We have random variables $X,X_1,X_2,I_1$ and $I_2$ which are independent, $X,X_1$ and $X_2$ have the same distribution and $I_1,I_2 \sim \text{Bernoulli}\left(\frac{1}{2}\right)$. The following holds $$X = 2+I_1X_1+I_2X_2.$$ We need to compute the probability-generating function os $X$.
So $I_1$ and $I_2$ are indicators and we have:
- $X \mid \{I_1 = 1, I_2 = 1\} \sim 2+X_1+X_2$ therefore $\mathbb{E}[s^X\mid I_1 = 1, I_2 = 1] = s^2M_X(s)^2$,
- $X \mid \{I_1 = 0, I_2 = 1\} \sim 2+X_2$ therefore $\mathbb{E}[s^X\mid I_1 = 0, I_2 = 1] = s^2M_X(s)$,
- $X \mid \{I_1 = 1, I_2 = 0\} \sim 2+X_1$ therefore $\mathbb{E}[s^X\mid I_1 = 1, I_2 = 0] = s^2M_X(s)$,
- $X \mid \{I_1 = 0, I_2 = 0\} \sim 2$ therefore $\mathbb{E}[s^X\mid I_1 = 0, I_2 = 0] = s^2$.
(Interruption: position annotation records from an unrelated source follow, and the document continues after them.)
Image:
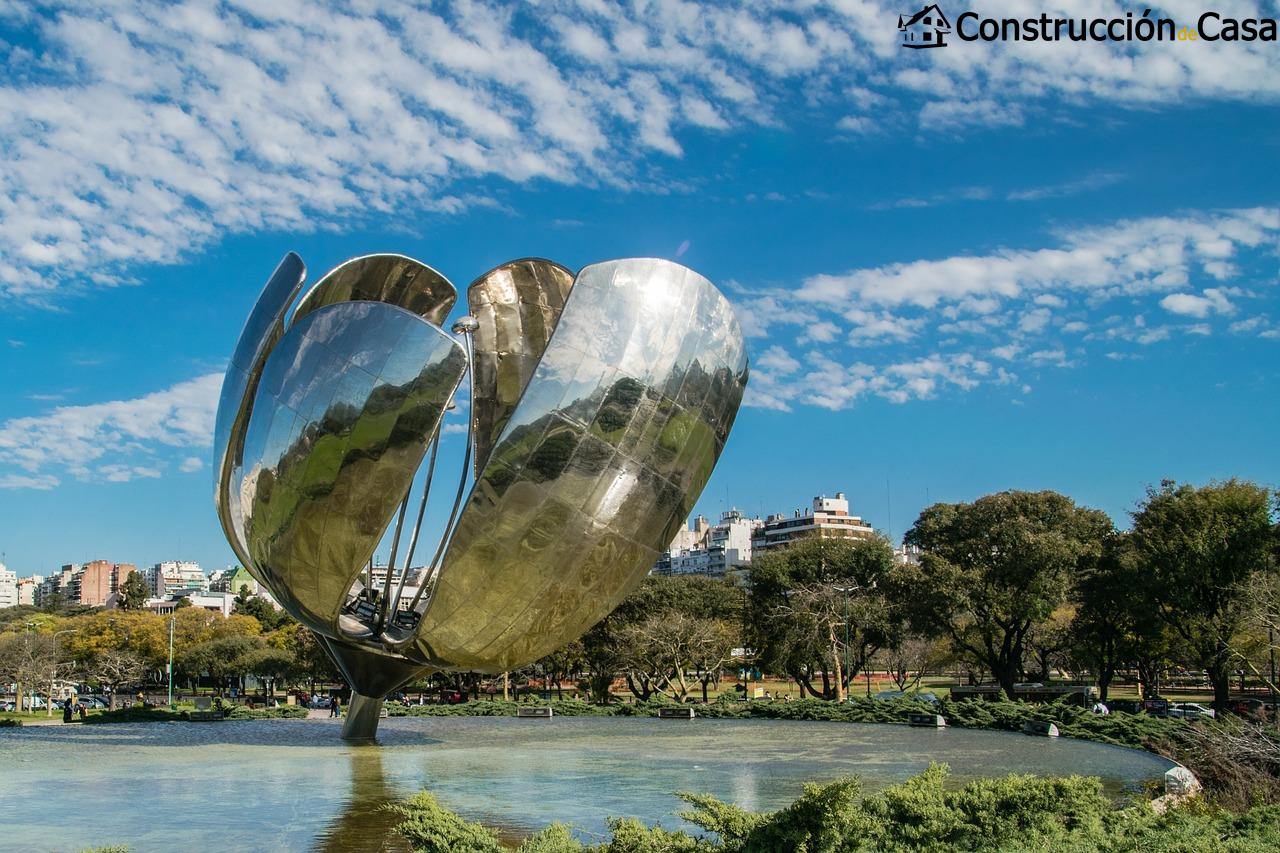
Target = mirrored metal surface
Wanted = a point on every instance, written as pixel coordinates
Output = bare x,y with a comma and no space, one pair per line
600,405
348,401
261,331
516,306
393,279
599,463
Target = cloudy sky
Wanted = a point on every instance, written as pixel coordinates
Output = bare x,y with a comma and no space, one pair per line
983,267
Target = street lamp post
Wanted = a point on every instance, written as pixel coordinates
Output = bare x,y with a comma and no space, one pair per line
172,619
53,674
841,690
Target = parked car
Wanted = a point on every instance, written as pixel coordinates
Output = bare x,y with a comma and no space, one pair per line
1191,711
1125,706
1248,707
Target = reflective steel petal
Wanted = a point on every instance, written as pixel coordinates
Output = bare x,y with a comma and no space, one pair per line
597,466
393,279
517,306
347,404
261,331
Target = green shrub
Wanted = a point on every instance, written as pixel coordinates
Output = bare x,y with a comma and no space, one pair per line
433,829
920,815
135,714
283,712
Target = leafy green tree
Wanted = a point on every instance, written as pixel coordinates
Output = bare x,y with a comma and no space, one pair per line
268,665
1205,553
995,568
28,660
822,607
616,646
135,592
1116,621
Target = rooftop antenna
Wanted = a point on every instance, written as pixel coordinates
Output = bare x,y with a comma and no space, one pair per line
888,511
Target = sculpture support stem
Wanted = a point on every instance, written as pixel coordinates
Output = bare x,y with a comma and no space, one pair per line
362,715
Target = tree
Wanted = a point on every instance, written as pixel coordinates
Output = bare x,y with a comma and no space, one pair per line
821,610
1116,623
113,669
28,658
268,665
995,568
1205,552
222,658
561,665
615,646
910,657
135,592
664,648
250,605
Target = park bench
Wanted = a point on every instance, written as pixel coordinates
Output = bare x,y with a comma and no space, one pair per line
676,714
205,711
533,712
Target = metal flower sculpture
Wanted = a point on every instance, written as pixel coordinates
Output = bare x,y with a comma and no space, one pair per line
599,405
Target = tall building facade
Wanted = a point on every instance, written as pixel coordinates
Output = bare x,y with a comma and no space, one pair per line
176,578
827,519
8,587
94,583
711,550
27,588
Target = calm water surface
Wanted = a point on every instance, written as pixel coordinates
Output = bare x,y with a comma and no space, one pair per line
292,785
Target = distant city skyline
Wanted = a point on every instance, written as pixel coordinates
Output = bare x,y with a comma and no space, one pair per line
961,270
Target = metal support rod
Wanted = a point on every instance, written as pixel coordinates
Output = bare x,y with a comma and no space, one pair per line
362,716
417,524
172,620
447,534
391,566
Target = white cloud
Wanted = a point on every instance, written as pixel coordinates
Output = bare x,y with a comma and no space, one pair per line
110,441
920,328
1156,254
1214,301
136,129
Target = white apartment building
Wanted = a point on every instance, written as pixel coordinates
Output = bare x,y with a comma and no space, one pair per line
27,588
218,602
827,519
711,550
176,576
8,587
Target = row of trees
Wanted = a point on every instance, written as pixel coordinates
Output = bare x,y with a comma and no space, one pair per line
117,649
1008,587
From there we get $$M_X(s)=\sum_{i,j\in\{0,1\}}\mathbb{E}[s^X\mid I_1 = i, I_2 = j]\cdot\mathbb{P}(I_1 = i, I_2 = j).$$ Because $I_1$ and $I_2$ are independent and $\sim \text{Bernoulli}\left(\frac{1}{2}\right)$ we get $\mathbb{P}(I_1 = i, I_2 = j)=\frac{1}{4}$. We get the equation $$M_X(s) = \frac{s^2}{4}M_X(s)^2 + \frac{s^2}{2}M_X(s)+\frac{s^2}{4}$$ and from there $$\frac{s^2}{4}M_X(s)^2 + \left(\frac{s^2}{2}-1\right)M_X(s)+\frac{s^2}{4} = 0.$$ Solving the quadratic we get $$M_X(s)=\frac{2-s^2\pm\sqrt{1-s^2}}{s^2}.$$
So now my question; which sign before the square root should I choose to get the PGF of $X$? (If I have made any mistakes, please correct me xD.)
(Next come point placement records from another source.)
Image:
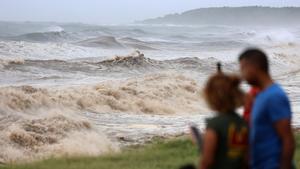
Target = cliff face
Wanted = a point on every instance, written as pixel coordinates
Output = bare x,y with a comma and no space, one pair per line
286,16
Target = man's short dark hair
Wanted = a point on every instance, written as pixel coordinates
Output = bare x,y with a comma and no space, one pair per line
256,57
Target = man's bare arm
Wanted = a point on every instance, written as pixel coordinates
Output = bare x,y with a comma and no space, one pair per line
209,148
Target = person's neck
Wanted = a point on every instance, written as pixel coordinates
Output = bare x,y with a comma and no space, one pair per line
265,81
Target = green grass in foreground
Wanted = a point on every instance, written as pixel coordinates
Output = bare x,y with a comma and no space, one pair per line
161,154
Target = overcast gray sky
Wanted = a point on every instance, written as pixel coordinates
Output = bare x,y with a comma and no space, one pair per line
113,11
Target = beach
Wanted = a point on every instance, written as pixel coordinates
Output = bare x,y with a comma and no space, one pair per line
88,89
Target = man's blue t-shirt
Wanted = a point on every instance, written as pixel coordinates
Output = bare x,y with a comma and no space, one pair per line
270,106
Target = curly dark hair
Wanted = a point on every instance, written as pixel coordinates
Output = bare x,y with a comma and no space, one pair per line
222,93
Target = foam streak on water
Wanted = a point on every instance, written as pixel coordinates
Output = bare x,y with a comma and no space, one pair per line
75,89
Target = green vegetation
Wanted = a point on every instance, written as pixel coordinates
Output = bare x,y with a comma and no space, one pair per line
161,154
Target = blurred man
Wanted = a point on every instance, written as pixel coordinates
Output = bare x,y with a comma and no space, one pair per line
271,138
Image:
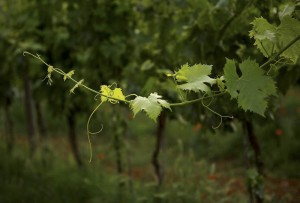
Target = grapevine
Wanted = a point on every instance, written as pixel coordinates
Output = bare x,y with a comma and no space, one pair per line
251,89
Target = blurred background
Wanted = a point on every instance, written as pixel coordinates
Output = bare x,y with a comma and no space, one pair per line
44,151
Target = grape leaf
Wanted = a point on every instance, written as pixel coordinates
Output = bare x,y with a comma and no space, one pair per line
115,93
265,36
286,11
195,77
269,39
151,105
69,75
288,30
252,88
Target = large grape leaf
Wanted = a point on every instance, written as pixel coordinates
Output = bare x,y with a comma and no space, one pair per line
269,39
252,88
151,105
195,78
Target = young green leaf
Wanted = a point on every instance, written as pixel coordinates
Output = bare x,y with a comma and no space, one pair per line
151,105
115,93
69,75
252,88
288,30
264,35
195,78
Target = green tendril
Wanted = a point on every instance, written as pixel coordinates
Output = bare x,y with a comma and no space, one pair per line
211,110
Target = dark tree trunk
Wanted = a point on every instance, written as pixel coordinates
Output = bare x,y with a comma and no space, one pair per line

There isn't a distribution for $X, X_1, X_2$ to satisfy the above properties. The series expansions for both roots are \begin{align*} G_1(s) = \frac{2-s^2 + \sqrt{1-s^2}}{s^2} &= 3s^{-2} - \frac{3}{2}s^0 - \frac{1}{8}s^2 - \cdots \\ G_2(s) =\frac{2-s^2 - \sqrt{1-s^2}}{s^2} &= s^{-2} \color{red}{- \frac{1}{2}s^0} + \frac{1}{8}s^2 + \cdots \end{align*} For $G_1(s)$, all coeffients are not bounded between $[0, 1]$, and for $G_2(s)$, the coefficient of $s^0$ is negative.
In general, you verify if the resulting solutions satisfy the properties of a PGF; if multiple solutions satisfy, then you have non-unique distributions which satisfy your original property.